When Aaliyah tragically died in a plane crash in 2001 at the age of 22, she left behind family and friends — as well as a legion of fans — who are still devastated over her death. The talented singer always seemed destined for superstardom. According to Rolling Stone, she opened for her aunt, Gladys Knight, in Las Vegas at the age of 11, and recorded her first album at 14. Age Ain’t Nothing but a Number went on to sell 1 million copies, while her second album, One in a Million, sold 2 million.
In August 2001, Aaliyah was in the Bahamas filming a music video for her third album, Aaliyah. Once filming wrapped, the singer, along with seven members of her crew, boarded a Cessna 402B that crashed less than one minute after takeoff. The NTSB eventually ruled that the plane went down because it was overloaded (via Billboard).
“[Aaliyah] had an old soul,” Jomo Hankerson, Aaliyah’s cousin, said at the time of her death (via Rolling Stone). “She seemed like she was living everything in rewind, like she’d already done all of this. She had this personality that was contagious. It was never just a job when you were working with her. You always had fun. Good kid fun.”
Another person who took Aaliyah’s passing especially hard was late rapper DMX. The two had a special friendship, and DMX even named his daughter, born in 2011, after his friend, per People.
Aaliyah was worth millions when she died
At the time of Aaliyah’s death, she was worth an estimated $8 million, according to Celebrity Net Worth. Aaliyah was not only at the height of her singing career when she died, but she was also on the brink of movie stardom. She had already starred in two box office hits, Romeo Must Die and Queen of the Damned, and had started filming both Matrix sequels in Los Angeles before her death. Per Celebrity Net Worth, she was paid $1.5 million for Romeo Must Die, while her paycheck for Queen of the Damned was significantly more, at $5 million.
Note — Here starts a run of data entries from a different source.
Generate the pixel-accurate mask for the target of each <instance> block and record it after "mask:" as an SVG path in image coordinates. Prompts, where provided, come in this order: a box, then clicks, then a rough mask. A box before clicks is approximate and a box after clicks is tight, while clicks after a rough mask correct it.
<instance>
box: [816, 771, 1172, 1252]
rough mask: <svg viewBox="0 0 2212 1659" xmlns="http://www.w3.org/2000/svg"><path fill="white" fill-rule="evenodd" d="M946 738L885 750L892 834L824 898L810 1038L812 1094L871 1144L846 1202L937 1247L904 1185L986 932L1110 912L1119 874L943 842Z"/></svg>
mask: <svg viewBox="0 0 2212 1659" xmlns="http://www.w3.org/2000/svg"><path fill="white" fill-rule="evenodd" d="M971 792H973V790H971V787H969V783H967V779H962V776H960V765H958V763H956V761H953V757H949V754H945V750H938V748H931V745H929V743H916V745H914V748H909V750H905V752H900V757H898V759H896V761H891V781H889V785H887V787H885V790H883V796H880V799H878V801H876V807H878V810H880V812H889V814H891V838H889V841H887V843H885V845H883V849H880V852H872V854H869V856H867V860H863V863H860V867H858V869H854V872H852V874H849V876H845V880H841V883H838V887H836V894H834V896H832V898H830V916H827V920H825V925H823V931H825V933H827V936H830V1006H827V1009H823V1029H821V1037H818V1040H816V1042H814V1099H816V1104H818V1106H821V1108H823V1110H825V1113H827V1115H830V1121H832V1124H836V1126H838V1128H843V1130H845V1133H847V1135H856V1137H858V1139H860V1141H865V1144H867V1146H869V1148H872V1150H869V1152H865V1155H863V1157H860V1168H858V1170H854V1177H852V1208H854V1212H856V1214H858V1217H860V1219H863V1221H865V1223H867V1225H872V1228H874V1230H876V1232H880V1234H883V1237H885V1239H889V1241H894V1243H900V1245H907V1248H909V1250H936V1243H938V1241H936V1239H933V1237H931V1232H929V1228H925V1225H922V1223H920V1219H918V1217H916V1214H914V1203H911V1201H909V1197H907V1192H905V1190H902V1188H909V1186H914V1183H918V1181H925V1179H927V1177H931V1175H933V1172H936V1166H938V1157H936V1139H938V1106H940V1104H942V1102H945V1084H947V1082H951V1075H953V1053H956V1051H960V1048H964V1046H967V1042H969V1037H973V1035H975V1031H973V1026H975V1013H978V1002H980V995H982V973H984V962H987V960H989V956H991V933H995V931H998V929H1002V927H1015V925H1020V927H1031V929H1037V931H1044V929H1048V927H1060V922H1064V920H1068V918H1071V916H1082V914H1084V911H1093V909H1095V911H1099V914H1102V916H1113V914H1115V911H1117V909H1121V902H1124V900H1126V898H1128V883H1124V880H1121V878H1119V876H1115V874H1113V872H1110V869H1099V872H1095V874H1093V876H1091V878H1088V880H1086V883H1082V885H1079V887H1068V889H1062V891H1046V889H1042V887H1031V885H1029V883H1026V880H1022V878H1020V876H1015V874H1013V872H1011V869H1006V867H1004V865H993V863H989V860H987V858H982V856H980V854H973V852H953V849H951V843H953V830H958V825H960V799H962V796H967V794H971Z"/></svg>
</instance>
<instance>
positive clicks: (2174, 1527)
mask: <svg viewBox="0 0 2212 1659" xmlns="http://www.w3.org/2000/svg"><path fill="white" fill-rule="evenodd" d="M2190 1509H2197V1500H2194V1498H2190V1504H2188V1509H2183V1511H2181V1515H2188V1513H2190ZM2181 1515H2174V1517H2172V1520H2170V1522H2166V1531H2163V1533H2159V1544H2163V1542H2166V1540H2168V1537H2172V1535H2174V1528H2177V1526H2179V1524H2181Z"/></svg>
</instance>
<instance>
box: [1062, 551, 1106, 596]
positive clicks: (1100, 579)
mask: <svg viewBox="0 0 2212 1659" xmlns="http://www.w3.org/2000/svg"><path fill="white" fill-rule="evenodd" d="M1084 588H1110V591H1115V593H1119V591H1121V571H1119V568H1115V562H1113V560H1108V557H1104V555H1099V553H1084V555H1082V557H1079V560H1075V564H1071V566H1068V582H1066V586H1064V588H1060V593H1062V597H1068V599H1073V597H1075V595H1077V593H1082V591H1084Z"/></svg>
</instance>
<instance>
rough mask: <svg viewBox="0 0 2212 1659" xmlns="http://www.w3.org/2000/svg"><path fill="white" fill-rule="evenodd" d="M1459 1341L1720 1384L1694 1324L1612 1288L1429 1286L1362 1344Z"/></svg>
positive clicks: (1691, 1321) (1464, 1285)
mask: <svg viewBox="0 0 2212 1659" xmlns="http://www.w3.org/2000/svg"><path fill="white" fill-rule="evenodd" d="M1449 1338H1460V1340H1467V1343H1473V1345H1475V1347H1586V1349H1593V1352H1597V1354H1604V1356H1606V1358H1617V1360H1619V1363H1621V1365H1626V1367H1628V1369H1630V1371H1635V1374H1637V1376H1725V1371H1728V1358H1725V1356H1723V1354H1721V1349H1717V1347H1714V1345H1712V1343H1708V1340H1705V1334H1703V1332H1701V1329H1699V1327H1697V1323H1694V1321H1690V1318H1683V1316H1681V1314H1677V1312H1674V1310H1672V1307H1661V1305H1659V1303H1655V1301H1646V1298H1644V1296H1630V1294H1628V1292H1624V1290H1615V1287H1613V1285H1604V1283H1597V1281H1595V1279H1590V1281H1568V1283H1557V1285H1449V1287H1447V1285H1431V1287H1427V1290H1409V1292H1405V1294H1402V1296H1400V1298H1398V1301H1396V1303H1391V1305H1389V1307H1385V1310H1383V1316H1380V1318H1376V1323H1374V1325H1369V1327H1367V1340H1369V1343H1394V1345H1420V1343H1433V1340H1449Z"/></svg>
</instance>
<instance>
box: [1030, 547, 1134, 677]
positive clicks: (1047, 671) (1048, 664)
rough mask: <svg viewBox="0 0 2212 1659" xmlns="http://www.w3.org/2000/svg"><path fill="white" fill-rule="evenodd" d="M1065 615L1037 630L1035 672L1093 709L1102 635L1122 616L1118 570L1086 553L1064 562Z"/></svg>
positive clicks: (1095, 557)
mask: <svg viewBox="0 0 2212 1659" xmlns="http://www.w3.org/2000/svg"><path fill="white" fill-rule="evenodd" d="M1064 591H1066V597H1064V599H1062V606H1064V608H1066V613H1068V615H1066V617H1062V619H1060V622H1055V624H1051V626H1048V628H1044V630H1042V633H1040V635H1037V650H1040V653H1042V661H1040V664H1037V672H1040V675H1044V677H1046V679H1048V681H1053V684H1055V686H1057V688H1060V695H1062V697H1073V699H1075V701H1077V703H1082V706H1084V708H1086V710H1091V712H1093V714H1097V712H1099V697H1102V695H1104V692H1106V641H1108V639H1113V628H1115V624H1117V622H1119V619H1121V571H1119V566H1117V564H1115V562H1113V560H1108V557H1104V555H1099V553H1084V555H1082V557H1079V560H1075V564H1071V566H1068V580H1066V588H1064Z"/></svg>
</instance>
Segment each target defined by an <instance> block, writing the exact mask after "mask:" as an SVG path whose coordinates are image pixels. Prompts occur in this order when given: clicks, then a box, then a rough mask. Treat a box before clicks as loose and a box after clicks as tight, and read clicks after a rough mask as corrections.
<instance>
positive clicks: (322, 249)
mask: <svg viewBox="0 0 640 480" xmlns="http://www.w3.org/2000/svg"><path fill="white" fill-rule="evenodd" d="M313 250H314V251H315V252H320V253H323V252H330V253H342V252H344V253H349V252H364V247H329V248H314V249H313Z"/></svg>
Aaliyah was so serious about her acting career that she reached out to Harold Guskin, an acting coach who has worked with Kevin Kline, Glenn Close, and Matt Dillon. The two met several times a week for six months. “We worked very seriously,” Guskin told Rolling Stone. “She was a great student. Very smart, incredibly emotionally available, and she had a wonderful imagination.”